Die Gäste, Teil drei
- Christine Domek-Rußwurm, CSU-Gemeinderätin und Flüchtlingshelferin
- Katja Schneidt, SPD-Lokalpolitikerin und Flüchtlingshelferin
Moderatorinnen-Moment
Das sollte sich erst am Ende noch einmal ändern, als Hayali "denen eine Stimme geben" wollte, "die sich das 'Wir schaffen das' zu Herzen genommen haben." Die eine war, zunächst etwas verwunderlich, die Autorin des Buches "Wir schaffen das nicht". Katja Schneidt arbeitet aber bereits seit 25 Jahren als Flüchtlingshelferin und erklärte, wo eines der großen Probleme läge: an den falschen Versprechungen, gerade von Schleppern, dass Flüchtlinge in Deutschland eine Wohnung, ein Auto und Geld bekämen. Doch aufgrund des drohenden Gesichtsverlustes würden in Deutschland gelandete Flüchtlinge für ihre Verwandten daheim vor fremden Autos posieren und mit anderen Flüchtlingen das gesamte Geld zusammenwerfen und davon Fotos nach Hause schicken. Ein Kreislauf, den Schneidt aber wiederum der Regierung anlastete. „Das ist nicht zu Ende gedacht“, sagte sie. Man fragte sich aber wiederum, ob sie diesen Kausalzusammenhang zu Ende gedacht hatte.
Was offen bleibt
Was bleibt, ist, dass Menschen wie Christine Domek-Rußwurm mehr hätten erzählen dürfen. Und dass man, wenn Politiker schon eingeladen werden, diese hätte fragen müssen, warum es nicht möglich ist, dass Flüchtlinge vom ersten Tag an Berufe erlernen können, die heute in Deutschland auszusterben drohen. "Bäcker, Koch oder Altenpfleger", sagte Domek-Rußwurm, seien Jobs, die Menschen aus anderen Kulturen bereichern könnten – auch ohne perfektes Deutsch.

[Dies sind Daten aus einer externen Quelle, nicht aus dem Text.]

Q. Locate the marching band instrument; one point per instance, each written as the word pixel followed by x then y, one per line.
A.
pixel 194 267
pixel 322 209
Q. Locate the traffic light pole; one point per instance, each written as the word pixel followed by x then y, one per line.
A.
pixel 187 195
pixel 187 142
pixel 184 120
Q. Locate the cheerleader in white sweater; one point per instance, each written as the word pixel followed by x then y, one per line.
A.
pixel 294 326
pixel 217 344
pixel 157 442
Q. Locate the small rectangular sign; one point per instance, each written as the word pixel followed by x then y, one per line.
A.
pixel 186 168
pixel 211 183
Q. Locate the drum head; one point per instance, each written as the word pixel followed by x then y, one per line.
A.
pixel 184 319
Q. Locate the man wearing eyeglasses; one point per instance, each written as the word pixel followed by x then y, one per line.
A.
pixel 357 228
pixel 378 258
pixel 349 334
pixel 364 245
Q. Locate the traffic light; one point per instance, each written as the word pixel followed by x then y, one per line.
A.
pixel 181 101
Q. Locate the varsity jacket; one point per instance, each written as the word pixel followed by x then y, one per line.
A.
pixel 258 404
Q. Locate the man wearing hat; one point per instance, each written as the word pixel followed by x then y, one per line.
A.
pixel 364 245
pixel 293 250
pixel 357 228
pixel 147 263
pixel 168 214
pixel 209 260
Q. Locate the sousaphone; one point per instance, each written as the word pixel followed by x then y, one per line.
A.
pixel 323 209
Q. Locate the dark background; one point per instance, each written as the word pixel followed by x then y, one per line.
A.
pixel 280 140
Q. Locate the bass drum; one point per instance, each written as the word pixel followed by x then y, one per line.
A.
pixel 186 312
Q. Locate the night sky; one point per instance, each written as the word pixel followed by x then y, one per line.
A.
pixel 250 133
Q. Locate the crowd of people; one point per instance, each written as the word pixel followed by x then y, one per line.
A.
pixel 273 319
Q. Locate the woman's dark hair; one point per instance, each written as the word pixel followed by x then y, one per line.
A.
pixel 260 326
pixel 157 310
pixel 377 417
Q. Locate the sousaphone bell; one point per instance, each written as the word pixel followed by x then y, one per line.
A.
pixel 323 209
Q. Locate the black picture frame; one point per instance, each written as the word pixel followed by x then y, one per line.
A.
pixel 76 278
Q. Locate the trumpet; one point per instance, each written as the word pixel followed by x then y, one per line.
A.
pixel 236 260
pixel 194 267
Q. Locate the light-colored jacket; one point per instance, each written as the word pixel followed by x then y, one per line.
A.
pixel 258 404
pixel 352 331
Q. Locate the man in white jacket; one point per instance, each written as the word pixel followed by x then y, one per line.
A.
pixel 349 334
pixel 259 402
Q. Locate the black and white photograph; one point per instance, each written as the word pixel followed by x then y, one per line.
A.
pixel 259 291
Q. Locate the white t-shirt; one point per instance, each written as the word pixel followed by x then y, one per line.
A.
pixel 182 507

"Wir haben zum Glück gemerkt, dass wir endlich merken, wie Entwicklungshilfe NICHT funktioniert", sagte Kilian Kleinschmidt und brachte schließlich auf den Punkt, warum das Thema Flüchtlinge nicht nur mit Politikern wie Bosbach und Göring-Eckhardt diskutiert werden darf. "Es ist gut, dass diese Menschen zu uns gekommen sind, weil wir jetzt endlich diese Debatte führen müssen. Was heißt es, Fluchtursachen zu bekämpfen? Was heißt es, das zurückzugeben, was wir uns über Jahrzehnte von anderen Kontinenten genommen haben? Was heißt es, eine Zusammenarbeit auf Augenhöhe aufzubauen? Was heißt es, Arbeitsplätze zu schaffen?" Das sind Fragen, die man mit Experten aus den einzelnen Gebieten diskutieren könnte. Bundestagswahl hin oder her – die Flüchtlingskrise wird über die Wahl hinaus ein Thema bleiben.